740.00119 Control (Japan)/7–1545

No. 613
Memorandum by the Special Assistant to the Assistant Secretary of State (Dooman)1
top secret

Japan : Occupation and Military Government

I.
The United States has adopted the policy that for the purposes of prosecuting the war and for military government, Japan comes under the jurisdiction of the United States. Prime Minister Churchill is understood to have given tacit consent to this policy by certain statements made by him at the Second Quebec Conference in September 1944.2
II.
The State, War and Navy Departments have provisionally agreed upon the following position with regard to the occupation and military government of Japan in the post-defeat period. It is now before the Joint Chiefs of Staff for approval or comment before [Page 934] being presented to the Secretaries of State, War and Navy for final action:
1.
This Government is committed to the principle of united action for the prosecution of the war in all matters relating to the surrender and disarmament of Japan.
2.
The United Kingdom, China and (if she enters the war) the Soviet Union, have a responsibility to participate with the United States in the occupation and military government of Japan and the obligation to assume a share in the burden thereof.
3.
While the establishment of policies for the control of Japan is a matter to be entered into by the major Allies in harmony with other United Nations, the United States should insist on control over the implementation of these policies.
4.
The major share of the responsibility for military government and the preponderance of forces used in occupation should be American, and the designated Commander of all occupational forces (the Military Governor), and the principal subordinate Commanders should be American.
5.
The military government of Japan should be organized on the principle of centralized administration, avoiding the division of the country into national zones of independent responsibility administered separately.
III.
If the foregoing should be adopted as the final United States position, it would call for a cordial acceptance of any Soviet expression of intention to despatch an armed contingent to collaborate in the assault on, and occupation of Japan. On the other hand, if and if [sic] there should be initiated a state of war between the Soviet Union and Japan, [and if] there were offered no such collaboration, the United States position would require the giving of a reminder to the Soviet Government of its commitment, under the Moscow Declaration of October 30, 1943,3 to the principle of united action for the prosecution of the war against Japan.
IV.
The United States position would call for insistence upon
(a) a unified, and not zonal, military government of Japan; and (b) the controlling voice of the United States in the determination of policies of military government; [.]

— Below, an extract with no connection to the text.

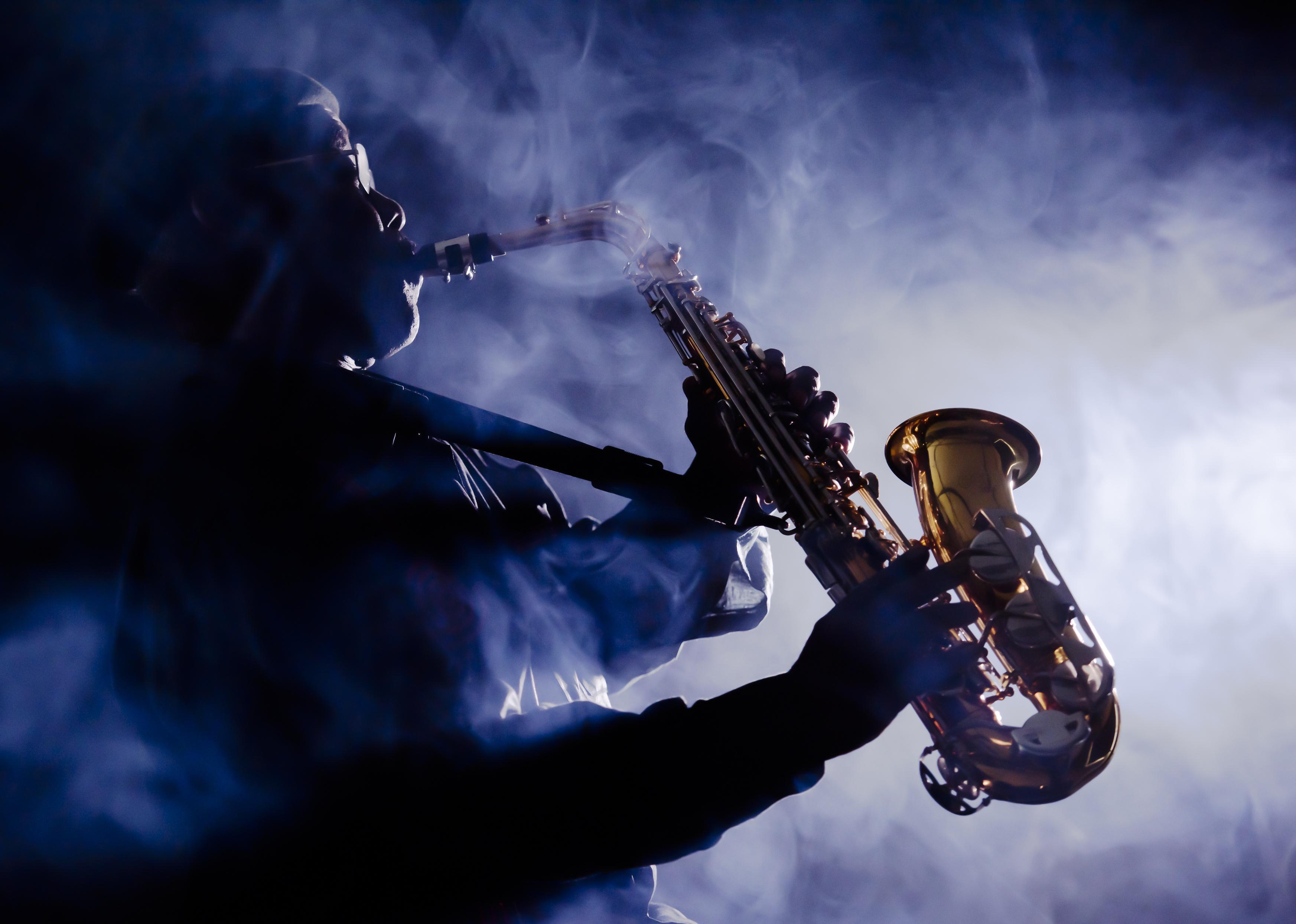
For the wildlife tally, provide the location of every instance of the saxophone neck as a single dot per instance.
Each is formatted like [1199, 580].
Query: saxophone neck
[611, 222]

With regard to (a) above, the unified character of Japan from administrative, economic, social and ethnic points of view, along with the fact that the United States will have assumed the major share of the burden in accomplishing Japan’s defeat and will therefore have acquired warrantable grounds for claiming a controlling voice in the post-defeat treatment of Japan, makes desirable a unified military government.

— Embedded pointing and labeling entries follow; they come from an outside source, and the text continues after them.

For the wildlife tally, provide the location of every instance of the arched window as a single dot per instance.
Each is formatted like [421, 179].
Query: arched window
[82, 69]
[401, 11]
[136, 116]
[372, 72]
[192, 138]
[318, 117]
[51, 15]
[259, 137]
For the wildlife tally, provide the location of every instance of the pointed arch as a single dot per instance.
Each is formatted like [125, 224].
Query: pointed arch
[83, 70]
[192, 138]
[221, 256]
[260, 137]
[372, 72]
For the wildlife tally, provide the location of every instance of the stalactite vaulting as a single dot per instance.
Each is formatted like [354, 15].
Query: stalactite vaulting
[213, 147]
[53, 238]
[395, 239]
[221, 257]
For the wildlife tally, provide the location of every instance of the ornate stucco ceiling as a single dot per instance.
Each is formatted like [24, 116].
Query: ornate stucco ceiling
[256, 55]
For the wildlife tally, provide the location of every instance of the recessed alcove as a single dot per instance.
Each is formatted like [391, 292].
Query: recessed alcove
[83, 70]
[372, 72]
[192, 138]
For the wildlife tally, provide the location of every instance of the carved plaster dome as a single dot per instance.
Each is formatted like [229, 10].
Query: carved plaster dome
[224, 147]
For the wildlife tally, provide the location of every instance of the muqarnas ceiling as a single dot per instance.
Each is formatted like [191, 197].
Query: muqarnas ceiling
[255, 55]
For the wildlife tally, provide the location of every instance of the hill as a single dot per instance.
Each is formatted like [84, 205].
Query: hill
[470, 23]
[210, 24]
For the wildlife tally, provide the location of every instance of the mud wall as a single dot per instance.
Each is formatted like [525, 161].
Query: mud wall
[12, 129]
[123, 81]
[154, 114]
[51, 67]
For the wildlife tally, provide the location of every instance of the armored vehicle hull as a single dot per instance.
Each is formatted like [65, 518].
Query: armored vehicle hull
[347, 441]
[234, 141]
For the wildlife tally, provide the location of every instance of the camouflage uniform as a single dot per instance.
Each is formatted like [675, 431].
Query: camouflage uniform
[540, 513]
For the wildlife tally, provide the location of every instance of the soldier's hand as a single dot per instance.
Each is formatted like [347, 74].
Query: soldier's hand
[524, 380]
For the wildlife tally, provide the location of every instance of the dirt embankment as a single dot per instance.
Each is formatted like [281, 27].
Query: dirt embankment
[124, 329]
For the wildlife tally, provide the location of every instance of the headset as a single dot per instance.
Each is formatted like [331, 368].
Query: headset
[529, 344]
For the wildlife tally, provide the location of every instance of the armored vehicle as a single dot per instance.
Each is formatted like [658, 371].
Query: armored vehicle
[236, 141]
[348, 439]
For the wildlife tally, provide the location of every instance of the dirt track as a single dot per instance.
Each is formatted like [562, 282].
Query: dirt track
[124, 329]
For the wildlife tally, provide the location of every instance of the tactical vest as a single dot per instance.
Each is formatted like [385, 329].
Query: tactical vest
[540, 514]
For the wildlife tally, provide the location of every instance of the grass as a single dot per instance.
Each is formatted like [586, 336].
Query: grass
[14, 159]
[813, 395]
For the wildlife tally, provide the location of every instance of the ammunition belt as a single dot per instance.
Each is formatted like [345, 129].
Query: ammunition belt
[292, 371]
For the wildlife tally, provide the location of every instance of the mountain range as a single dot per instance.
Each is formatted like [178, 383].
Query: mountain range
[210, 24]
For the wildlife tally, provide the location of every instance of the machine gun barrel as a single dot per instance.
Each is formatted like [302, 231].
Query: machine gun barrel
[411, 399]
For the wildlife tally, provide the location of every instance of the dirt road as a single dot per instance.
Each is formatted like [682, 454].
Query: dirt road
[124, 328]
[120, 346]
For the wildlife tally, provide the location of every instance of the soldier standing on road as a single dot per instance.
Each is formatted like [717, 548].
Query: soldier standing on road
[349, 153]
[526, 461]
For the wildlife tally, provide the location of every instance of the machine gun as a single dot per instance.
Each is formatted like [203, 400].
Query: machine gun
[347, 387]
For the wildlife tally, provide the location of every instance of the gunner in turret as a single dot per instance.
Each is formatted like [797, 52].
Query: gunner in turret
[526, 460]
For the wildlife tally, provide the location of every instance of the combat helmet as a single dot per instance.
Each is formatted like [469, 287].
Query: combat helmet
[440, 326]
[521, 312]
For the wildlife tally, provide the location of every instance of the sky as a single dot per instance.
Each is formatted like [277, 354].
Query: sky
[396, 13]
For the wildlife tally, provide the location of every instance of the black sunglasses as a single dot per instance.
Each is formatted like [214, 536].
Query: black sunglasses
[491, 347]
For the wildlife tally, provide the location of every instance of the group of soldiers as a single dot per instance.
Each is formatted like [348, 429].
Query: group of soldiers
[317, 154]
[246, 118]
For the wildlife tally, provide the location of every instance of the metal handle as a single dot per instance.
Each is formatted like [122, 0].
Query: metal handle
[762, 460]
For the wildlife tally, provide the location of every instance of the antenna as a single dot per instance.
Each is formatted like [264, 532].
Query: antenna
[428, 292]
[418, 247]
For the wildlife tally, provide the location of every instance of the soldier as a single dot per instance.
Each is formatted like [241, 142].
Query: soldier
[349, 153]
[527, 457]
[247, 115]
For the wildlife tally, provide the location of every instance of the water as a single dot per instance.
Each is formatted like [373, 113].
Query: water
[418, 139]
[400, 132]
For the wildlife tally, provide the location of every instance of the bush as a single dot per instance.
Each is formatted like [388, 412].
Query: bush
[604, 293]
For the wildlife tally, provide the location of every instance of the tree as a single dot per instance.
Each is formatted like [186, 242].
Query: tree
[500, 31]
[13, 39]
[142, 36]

Allied participation in military government of Japan would be effected by contingents of our Allies serving in the occupation forces directly under the designated Allied Commander, who will be an American, and representation on a council, advisory to the Commander, made up of ranking officers of the respective contingents.
V.
In view of the undertakings given the Soviet Government with regard to Southern Saghalien [Sakhalin] and the Kurile Islands,4 an exception to the principle of unified administration might well be entertained in respect of these areas if any proposal to that effect were made by the Soviet Government. The areas mentioned are sparsely populated and relatively unimportant, and their administration as a separate unit would not materially affect the administration of Japan proper.
  1. The file copy is unsigned, but bears a manuscript notation indicating that it was drafted by Dooman.
  2. The records of the Second Quebec Conference are scheduled for publication in a subsequent volume in this series.
  3. Text in Department of State Bulletin, vol. ix, p. 308.
  4. i. e., the agreement regarding entry of the Soviet Union into the war against Japan, signed at Yalta, February 11, 1945. For text, see Executive Agreement Series No. 498; 59 Stat. (2) 1823; Foreign Relations, The Conferences at Malta and Yalta, 1945, p. 984.